In 2000, President Bill Clinton hosted then-Israeli Prime Minister Ehud Barak and Arafat at a Camp David. The stated goal going into the summit was to come to an agreement which would end the Arab-Israeli conflict. Barak offered Arafat almost every square inch of eastern Jerusalem and the West Bank if Arafat would sign a peace agreement with Israel. Arafat instantly rejected Barak’s offer, saying “that he [Arafat] would not have tea with Sadat.” Arafat knew that if he signed such an agreement, he too would be labeled a “traitor” and likely assassinated.

There are no permanent agreements between Muslims and non-Muslims, and certainly not over land that Muslims believe is theirs.

So, what does the above tell us about any possible nonaggression pacts between Israel and Arab countries? The Arab countries in question are all ruled by Sunni Muslims. All are authoritarian. All are in the same boat as the Arab leaders in the examples mentioned above. They cannot agree to permanent peace with Israel. Almost all Muslim scholars agree that once a territory is conquered by Muslims, it must remain under Muslim rule forever. Non-Muslims – i.e., Christians, Jews and others who received a revelation from God prior to Islam can live under Islamic rule, but do not have the right to rule any territory that has ever been conquered by Muslims.

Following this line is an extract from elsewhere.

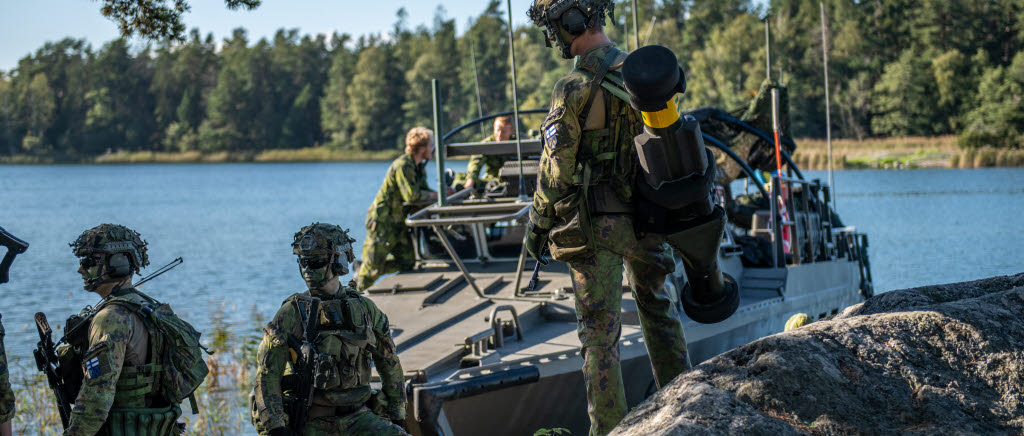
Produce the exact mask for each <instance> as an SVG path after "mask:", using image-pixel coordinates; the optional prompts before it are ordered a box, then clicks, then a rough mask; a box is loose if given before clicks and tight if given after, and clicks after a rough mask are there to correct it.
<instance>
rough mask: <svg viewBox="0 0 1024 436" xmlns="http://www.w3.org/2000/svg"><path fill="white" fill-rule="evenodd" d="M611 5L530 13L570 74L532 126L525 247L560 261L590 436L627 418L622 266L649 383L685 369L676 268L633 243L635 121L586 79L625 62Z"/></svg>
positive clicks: (539, 0)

Today’s Israel was conquered by Muslims in 637-38 CE, and thus according to Islam must be ruled by Muslims forever. The Saudis, Morocco and any other Arab Muslim countries therefore cannot sign permanent peace agreements with Israel. Neither, for that matter, can Palestinian Authority leader Mahmoud Abbas. Hamas’s charter explicitly calls all of pre-1948 Mandatory Palestine a Muslim waqf – which means it belongs to Allah forever.

No Muslim can recognize Israel’s permanent right to exist because it is a Jewish state, ruled by Jews, which contradicts Islam. Any Muslim that recognized Israel’s right to exist as a Jewish state on Muslim land would be labeled a “traitor” and suffer the same fate as Sadat. So the best we could hope for is a temporary non-aggression pact between Israel and its Muslim neighbors.

Does it matter that the Muslim Arabs cannot sign a true peace agreement with Israel? As long as Israel recognizes that it must remain militarily strong and resolute in defending its culture and borders, it should be fine.

Nonaggression pacts or peace treaties notwithstanding, as long as the Muslims realize that Israel is here to stay and will defend itself at whatever cost, non-aggression pacts or truces will be fine. But no one should delude himself into believing that any agreement between the Arabs and Israel will ever be like the peaceful relationship between, say, the United States and Canada. That could only happen if there is a thought revolution in Islam, something that seems unlikely for the foreseeable future.